Other companies will buy them then, Or the fields will sit unproductive until they are profitable again. Investors who jumped on the bandwagon too late and lose their shirts are not a critical problem.
The same thng happened with minicomputers in the '70s and PCs in the '80s. And a million other examples I won’t bore you with.
It’s remarkable how people don’t understand this. Esp. in an industry with so many tangible assets: leases, wells, equipment, transport facilities, etc.
Yeah. Cycles happen. A lot of businesses don’t do cycles well. They ride the ups and go belly up on the downs. Someone else ends up with the assets.
Look at the airlines and their cycles. Some like PanAm and TWA “went away” but their planes and stuff just ended up in other people’s hands. Others like Delta more or less survived bankruptcy (but the stockholders got a raw deal).
Right now, the “boom” period of drilling all over the upper Great Plains has died down. That’s bad news for some companies. But the oil wells are still there. They are still pumping. And so it goes.
I have to say, **Marcus Flavius **has provided the most spirited defense of any part of the petroleum industry that I have ever seen on the SDMB.
OP has a wacky take on energy topics IMO, but in this case his/her usage is the standard one. ‘Shale’ now basically means fracked oil, light crude released from tight formations which are geologically speaking shale. Recovery of kerogen from shale is a footnote at this point. If not specified otherwise, ‘shale’ now means fracking.
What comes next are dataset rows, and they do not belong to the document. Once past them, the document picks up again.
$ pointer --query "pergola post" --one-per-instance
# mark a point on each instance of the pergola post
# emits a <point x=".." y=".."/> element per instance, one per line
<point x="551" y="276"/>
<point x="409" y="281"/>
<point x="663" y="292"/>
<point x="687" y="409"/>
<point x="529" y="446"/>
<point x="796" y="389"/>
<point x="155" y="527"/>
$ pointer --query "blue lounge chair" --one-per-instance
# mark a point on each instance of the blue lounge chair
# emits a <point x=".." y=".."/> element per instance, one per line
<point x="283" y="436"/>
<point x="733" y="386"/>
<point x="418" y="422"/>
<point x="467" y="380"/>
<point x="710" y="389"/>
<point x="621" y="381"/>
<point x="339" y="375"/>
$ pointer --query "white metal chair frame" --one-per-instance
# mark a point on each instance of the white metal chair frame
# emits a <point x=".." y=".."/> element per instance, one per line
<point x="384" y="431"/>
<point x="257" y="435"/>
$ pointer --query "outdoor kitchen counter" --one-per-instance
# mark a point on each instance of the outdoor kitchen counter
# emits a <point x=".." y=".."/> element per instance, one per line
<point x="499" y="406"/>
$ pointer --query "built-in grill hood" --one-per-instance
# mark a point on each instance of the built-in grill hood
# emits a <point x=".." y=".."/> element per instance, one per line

Anyway besides semantics seems nearly everyone but OP is on similar page. It’s worth noting that ‘American shale producers’ have tended to disappoint their investors in recent years, not generally fulfilled projections of improving output per well or $ spent. WSJ has had a series of good articles about that last year or two. And now are cutting back investment (a WSJ article just today), which should see US oil production flattening to perhaps no growth in 2020…but not collapsing.
However if, hypothetically, we were talking about kerogen recovery projects, a tiny fraction of oil production, we could say project X works at oil price Y and not below, so if prices are generally holding below Y, there’d be no such projects and that’s that, because the few possible projects would have next to no feedback effect on the price. However talking about ‘shale’ in the common current usage of the term (ie fracked oil), there’s a huge feedback effect. If US ‘shale’ production dropped by a large %, world oil prices would now go up by a potentially large %, ceteris paribus, short term, and make the remaining ‘shale’ operations greatly more profitable. Which ‘shale producers’ are in the business of knowing, so they aren’t all going to decide to cut back massively at once.
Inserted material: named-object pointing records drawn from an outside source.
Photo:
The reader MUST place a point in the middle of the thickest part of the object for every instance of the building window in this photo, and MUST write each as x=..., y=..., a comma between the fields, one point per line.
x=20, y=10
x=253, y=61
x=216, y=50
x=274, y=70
Also others noted correctly that individual companies going bankrupt has a minor effect on production. Usually they just restructure, wiping out the equity holders and making the former bond holders the new equity holders, and carry on. Even when they liquidate, somebody else will buy the producing assets, properties, drilling rights etc at a new lower price that makes sense. Also, not mentioned that I saw, the oil majors are a bigger factor now in ‘US shale’ than they used to be, and they aren’t going anywhere short term.
I just want to really underline what others have already said. While you may be technically correct, when anyone who isn’t a dedicated academic says ‘shale oil’, they are referring to oil extracted from shale via hydraulic fracturing. A lot of natural gas is typically unlocked at the same time, but oil is the target commodity.
If you think that the massive boom in shale oil extraction is due to a massive increase in open pit or strip mines, you couldn’t be more wrong. Maybe you oppose shale oil extraction for good reasons, but those good reasons can’t accurately complain about an explosive growth of open pit or strip mines because that isn’t happening at all.